1up was far more crowded than when I'd ventured out. Dopapod was on stage, and the place had a great energy. The glowing lights, dancing crowd, blinking video games and generous shots had me quickly assessing the barcade's potential, which was tremendous. My only previous exposure to Dopapod was to review their album "Redivider." Like many members of the jamband community, their live show was far more entertaining than their studio effort in my opinion. Bassist Chuck Jones and drummer Scotty Zwang held down two sets of danceable grooves and gave guitarist, Rob Compa, a chance to take it outside of the box. But I thought the band's real star was the keyboard playing Eli Winderman. Winderman seemed comfortable leading the band into new territory and was enthusiastic while doing so.

During one of Dopapod's improvisational passages, members of Kung Fu started to appear on stage, gradually taking over for Dopapod while maintaining the established groove. When both of the bands had traded spots, Kung Fu hit a break and launched their attack. This was my second time seeing Kung Fu and I was similarly impressed as the first time. At the first show, I was convinced that their show was like watching funk break a board. After their second show I decided to do a little more research. I read up on the term "Kung Fu." According to Wikipedia, "Kung fu/Kungfu or Gung fu/Gongfu is a Chinese term referring to any study, learning or practice that requires patience, energy and time to complete..." With this new definition to ponder, the band made even more sense. The amount of work that went into Kung Fu's performance seemed deserving. Their "chops" were lethal, their compositions- complex, and their enthusiasm overflowing. I loved watching their show for the permanent smile on key player Todd Stoop's face. Watching such an excited and overjoyed musician always adds to my experience, and this time was no different. Their enthusiasm was just as contagious and fun to catch as an STD, but there wasn't an itchy feeling when it was over.

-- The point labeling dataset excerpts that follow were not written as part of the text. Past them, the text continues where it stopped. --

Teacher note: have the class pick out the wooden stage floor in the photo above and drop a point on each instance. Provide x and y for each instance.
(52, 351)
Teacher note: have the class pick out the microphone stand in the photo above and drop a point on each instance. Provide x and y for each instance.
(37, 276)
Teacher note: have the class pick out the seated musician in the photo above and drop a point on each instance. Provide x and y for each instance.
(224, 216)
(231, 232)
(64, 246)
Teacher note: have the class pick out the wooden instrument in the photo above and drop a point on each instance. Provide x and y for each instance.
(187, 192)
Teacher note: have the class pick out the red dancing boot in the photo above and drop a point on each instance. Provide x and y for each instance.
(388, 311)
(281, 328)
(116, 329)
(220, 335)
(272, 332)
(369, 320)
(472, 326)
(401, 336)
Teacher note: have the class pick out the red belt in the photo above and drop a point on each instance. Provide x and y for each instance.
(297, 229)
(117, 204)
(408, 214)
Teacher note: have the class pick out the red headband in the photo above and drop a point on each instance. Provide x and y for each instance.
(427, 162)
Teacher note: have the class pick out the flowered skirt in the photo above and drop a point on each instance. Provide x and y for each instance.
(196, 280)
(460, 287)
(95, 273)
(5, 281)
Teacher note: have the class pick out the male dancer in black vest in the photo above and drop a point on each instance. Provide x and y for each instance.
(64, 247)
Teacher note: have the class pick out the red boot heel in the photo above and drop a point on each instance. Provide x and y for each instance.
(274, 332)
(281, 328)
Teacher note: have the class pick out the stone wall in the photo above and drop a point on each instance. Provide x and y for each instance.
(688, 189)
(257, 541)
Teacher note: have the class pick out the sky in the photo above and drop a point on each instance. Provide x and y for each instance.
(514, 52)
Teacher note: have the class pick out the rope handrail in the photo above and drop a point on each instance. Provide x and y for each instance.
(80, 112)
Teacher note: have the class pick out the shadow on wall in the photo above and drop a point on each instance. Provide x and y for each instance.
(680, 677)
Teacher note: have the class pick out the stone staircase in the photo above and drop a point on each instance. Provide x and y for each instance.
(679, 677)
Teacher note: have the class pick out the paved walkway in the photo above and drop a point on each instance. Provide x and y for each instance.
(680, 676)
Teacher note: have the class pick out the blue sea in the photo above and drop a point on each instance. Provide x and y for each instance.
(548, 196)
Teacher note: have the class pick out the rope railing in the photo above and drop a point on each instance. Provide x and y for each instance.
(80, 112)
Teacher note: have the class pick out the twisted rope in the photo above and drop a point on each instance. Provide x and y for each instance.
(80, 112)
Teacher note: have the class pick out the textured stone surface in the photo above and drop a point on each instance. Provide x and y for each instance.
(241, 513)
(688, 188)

As far as musical talent went, Kung Fu was equipped with an arsenal of high powered weapons. I knew about Todd Stoops from his other band, RAQ, and have enjoyed his playing every time. He has consistently made musical choices I love. When I began to see the talent of their depth chart was when bassist Chris DeAngelis took a solo. Like a "bass carpet-bombing", DeAngelis shook foundations, rearranged landscapes and left my jaw hanging. It might have been the most impressive musical display of the night had it not been for everything Tim Palmieri did. His guitar playing was rapid, calculated, lively... searing solo after searing solo. I had remembered he was a decent guitarist, but this show he proved to me that he was simply brilliant. Repeatedly throughout the night I found myself staring at his fingers in disbelief. He was quite the player. With Adrian Tramontano adding some "boom-bap" and Robert Somerville's silky sax, the band really had no weak spots. They reminded me of a band of musical ninjas kicking boring music in the throat. And who hasn't wanted to see boring music get kicked in the throat lately?